New Year, new you… Wait, no, new crop!

Aloha all,

2021 was a great year of practicing flexibility, love, and constant learning. Amid all this learning, we were able to wrap up this coffee season with a harvest of 12,168 pounds of cherry pre our 800 trees, not too bad for having a hard time finding pickers and the introduction of coffee leaf rust. Our record harvest was somewhere North of 14,000 pounds. With the end of the picking season, we can wind down in certain aspects of coffee labor and wind up in other maintenance areas, infrastructure design, produce planting, create soil inputs, value-added agricultural goods, and future planning.

My big project right now is turning this new crop into our latest products.
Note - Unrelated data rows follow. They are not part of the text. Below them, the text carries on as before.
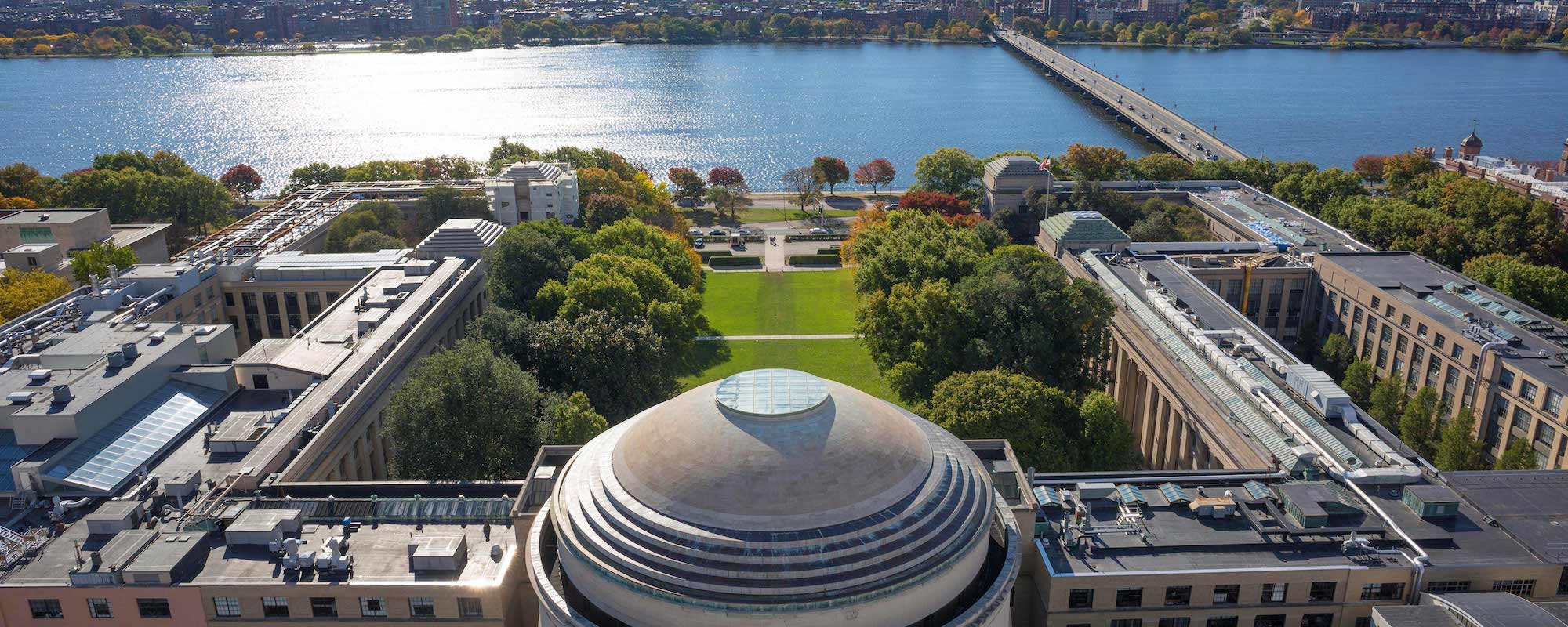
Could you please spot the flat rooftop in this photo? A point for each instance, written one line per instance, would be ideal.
(1448, 297)
(1530, 506)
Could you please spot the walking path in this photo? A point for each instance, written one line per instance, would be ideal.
(779, 338)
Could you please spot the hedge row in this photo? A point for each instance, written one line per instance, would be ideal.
(736, 261)
(816, 237)
(818, 259)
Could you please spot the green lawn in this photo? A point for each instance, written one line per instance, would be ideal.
(780, 303)
(843, 361)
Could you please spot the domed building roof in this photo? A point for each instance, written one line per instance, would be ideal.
(772, 493)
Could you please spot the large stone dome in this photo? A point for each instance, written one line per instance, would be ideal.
(774, 498)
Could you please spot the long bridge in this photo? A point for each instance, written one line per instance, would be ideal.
(1155, 121)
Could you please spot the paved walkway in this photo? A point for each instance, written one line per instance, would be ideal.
(779, 338)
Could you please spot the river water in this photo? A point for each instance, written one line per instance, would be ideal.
(758, 107)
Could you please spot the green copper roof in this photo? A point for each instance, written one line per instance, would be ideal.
(1083, 227)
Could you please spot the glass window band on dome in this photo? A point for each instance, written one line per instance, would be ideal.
(772, 393)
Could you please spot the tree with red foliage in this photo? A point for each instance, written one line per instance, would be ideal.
(242, 179)
(833, 172)
(935, 201)
(877, 173)
(727, 178)
(1371, 169)
(689, 186)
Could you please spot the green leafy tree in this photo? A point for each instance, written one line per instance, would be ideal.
(1388, 402)
(573, 421)
(383, 170)
(1359, 382)
(98, 259)
(913, 248)
(314, 175)
(689, 186)
(592, 355)
(948, 170)
(465, 415)
(833, 172)
(1537, 286)
(1097, 162)
(667, 252)
(372, 242)
(1039, 421)
(1519, 457)
(1420, 421)
(606, 209)
(1459, 449)
(382, 217)
(531, 255)
(23, 292)
(1108, 440)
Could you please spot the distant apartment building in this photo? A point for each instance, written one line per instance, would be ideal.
(531, 192)
(45, 239)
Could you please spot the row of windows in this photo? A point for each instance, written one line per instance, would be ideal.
(1230, 622)
(1230, 595)
(327, 607)
(100, 609)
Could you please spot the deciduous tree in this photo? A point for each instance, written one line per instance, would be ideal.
(98, 259)
(465, 415)
(833, 172)
(242, 181)
(949, 170)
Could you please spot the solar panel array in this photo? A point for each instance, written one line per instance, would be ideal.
(112, 455)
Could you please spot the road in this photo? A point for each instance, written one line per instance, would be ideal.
(1181, 137)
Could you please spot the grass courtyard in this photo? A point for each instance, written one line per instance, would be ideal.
(780, 303)
(786, 305)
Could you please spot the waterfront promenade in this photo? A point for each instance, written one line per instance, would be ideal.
(1130, 106)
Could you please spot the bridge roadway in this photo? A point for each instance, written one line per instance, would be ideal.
(1128, 104)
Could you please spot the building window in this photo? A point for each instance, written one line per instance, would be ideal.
(227, 607)
(153, 607)
(1448, 587)
(46, 607)
(372, 607)
(324, 607)
(1522, 587)
(1382, 592)
(275, 607)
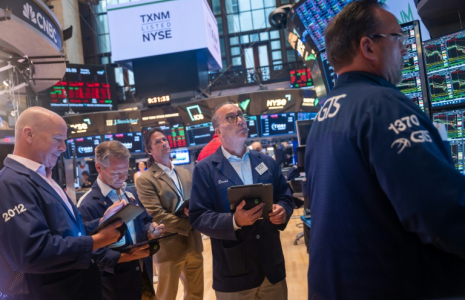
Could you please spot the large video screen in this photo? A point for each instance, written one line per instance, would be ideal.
(414, 84)
(84, 146)
(200, 134)
(277, 124)
(315, 16)
(180, 157)
(445, 66)
(131, 140)
(252, 124)
(84, 88)
(453, 120)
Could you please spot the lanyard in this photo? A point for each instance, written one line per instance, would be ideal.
(180, 189)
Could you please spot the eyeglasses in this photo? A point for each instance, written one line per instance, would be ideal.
(233, 118)
(401, 37)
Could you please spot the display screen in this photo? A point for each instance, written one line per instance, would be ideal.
(306, 115)
(453, 120)
(131, 140)
(328, 70)
(412, 82)
(301, 78)
(84, 88)
(277, 124)
(252, 124)
(200, 134)
(84, 147)
(445, 66)
(315, 16)
(180, 157)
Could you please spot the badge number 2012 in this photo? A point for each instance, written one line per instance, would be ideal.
(18, 209)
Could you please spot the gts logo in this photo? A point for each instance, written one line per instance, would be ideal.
(330, 108)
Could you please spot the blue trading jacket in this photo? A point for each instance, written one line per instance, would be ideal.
(388, 206)
(44, 251)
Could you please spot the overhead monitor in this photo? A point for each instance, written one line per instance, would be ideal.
(180, 157)
(131, 140)
(252, 124)
(445, 66)
(330, 75)
(277, 124)
(315, 16)
(453, 120)
(200, 134)
(303, 128)
(84, 147)
(301, 78)
(414, 83)
(84, 88)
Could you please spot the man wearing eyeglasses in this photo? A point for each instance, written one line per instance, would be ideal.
(387, 203)
(248, 261)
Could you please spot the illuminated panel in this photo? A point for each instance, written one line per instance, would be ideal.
(301, 78)
(453, 120)
(411, 84)
(315, 16)
(445, 65)
(131, 140)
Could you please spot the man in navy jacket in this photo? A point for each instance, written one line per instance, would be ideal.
(248, 261)
(44, 251)
(387, 204)
(123, 275)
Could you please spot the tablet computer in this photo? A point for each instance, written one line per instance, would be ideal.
(253, 194)
(128, 213)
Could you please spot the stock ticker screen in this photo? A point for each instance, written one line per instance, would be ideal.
(131, 140)
(445, 66)
(200, 134)
(175, 133)
(84, 88)
(301, 78)
(453, 120)
(412, 83)
(315, 16)
(277, 124)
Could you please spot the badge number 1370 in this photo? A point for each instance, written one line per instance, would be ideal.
(19, 209)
Since there wasn't a need to alter our roast profile at Pacific Coffee Research (PCR), we are sticking with the same roast profiles for the medium and the dark. However, I will be changing the name of the dark to medium-dark because to many people labeling our dark in that manner is somewhat misleading. Please know that even though the name is different, the medium-dark is as, if not even more delicious than last year's dark.  

It is tricky because the idea of a dark roast for much of the population is a product roasted past the second crack (think of popcorn popping), where our dark is just past the initial cracking... So, if you are lost right now, do not worry! You can learn all about roasting processes at PCR. On the other hand, if a dark roast past the second crack is the kind of roast you enjoy, you'll love our 456 Dark! We have worked with Holualoa Kona Coffee Company for over 25 years producing our 456 dark. In all honesty, while transferring to these newer-age roast profiles, I had some resistance from my long-time customers since they preferred that old-school dark. Alas, I had no choice but to keep it in the product portfolio. 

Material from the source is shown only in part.